Thanks. Let me know in case you hit some issues.

i'm having the exact issue, if I restart the service it will grab the new logs, but it won't grab any more that are dropped afterwards. But if you run it in command prompt it will pick up all new logs...

filebeat -c filebeat filebeat.yml -e

I am using alpha 3 as well, was there a specific configuration you had to set to make this work?

I must say, that alpha3 version hasn't had any issues yet. Going to keep my fingers crossed. No issues with old files that have deleted, nor issues with new files being picked up.

1 Like

@kalapakim Can you share some more details on your OS?

Windows Server 2012 and I'm using Filebeat 5.0.0-alpha3.

There are more details in the issue I opened...

filebeat-not-polling-the-directory

Just to update,

So I am not seeing the rename, or Old file with new name in the filebeat logs anymore. Looks like alpha3 install fixed the issues I was having. I compared the record count in my dump files and what's in ElasticSearch count matches up. So I am not loosing any data. The only thing I am seeing is:

Read line error: file inactive

This should be due to my old file cleanup. Does this mean that filebeat has released the inode for that file. Does it update filebeat registry automatically?

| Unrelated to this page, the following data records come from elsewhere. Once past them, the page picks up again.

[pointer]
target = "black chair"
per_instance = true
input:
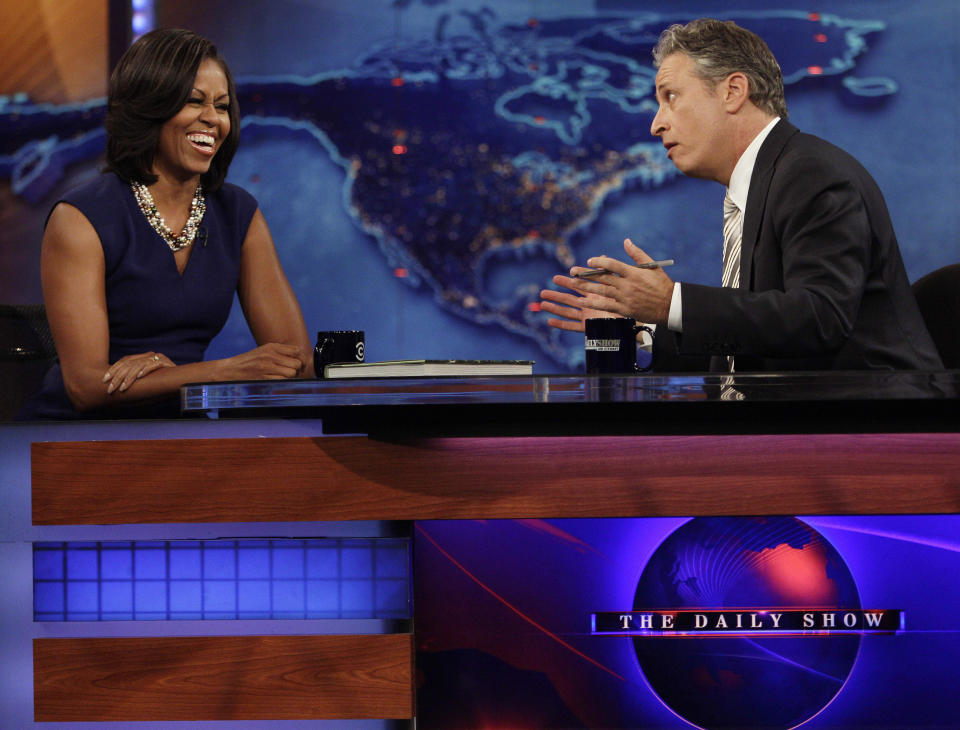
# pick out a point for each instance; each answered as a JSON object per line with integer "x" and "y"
{"x": 938, "y": 294}
{"x": 26, "y": 353}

Here is another issue I am seeing:

I am seeing files being truncated, and I am using filebeat-5.0.0-alpha3-linux-x64

2016-06-15T00:05:20Z INFO File was truncated. Begin reading file from offset 0: /flow_base_dir/dump/flows-201606150000.dump
2016-06-15T00:10:20Z INFO File was truncated. Begin reading file from offset 0: /flow_base_dir/dump/flows-201606150005.dump
2016-06-15T00:15:20Z INFO File was truncated. Begin reading file from offset 0: /flow_base_dir/dump/flows-201606150010.dump
2016-06-15T00:20:21Z INFO File was truncated. Begin reading file from offset 0: /flow_base_dir/dump/flows-201606150015.dump
2016-06-15T00:25:21Z INFO File was truncated. Begin reading file from offset 0: /flow_base_dir/dump/flows-201606150020.dump
2016-06-15T00:30:21Z INFO File was truncated. Begin reading file from offset 0: /flow_base_dir/dump/flows-201606150025.dump
2016-06-15T00:35:11Z INFO File was truncated. Begin reading file from offset 0: /flow_base_dir/dump/flows-201606150030.dump
2016-06-15T00:40:12Z INFO File was truncated. Begin reading file from offset 0: /flow_base_dir/dump/flows-201606150035.dump
2016-06-15T00:45:12Z INFO File was truncated. Begin reading file from offset 0: /flow_base_dir/dump/flows-201606150040.dump
2016-06-15T00:50:12Z INFO File was truncated. Begin reading file from offset 0: /flow_base_dir/dump/flows-201606150045.dump

I also noticed, that filebeat-5.0.0 alpha4 has been posted, should I test that one?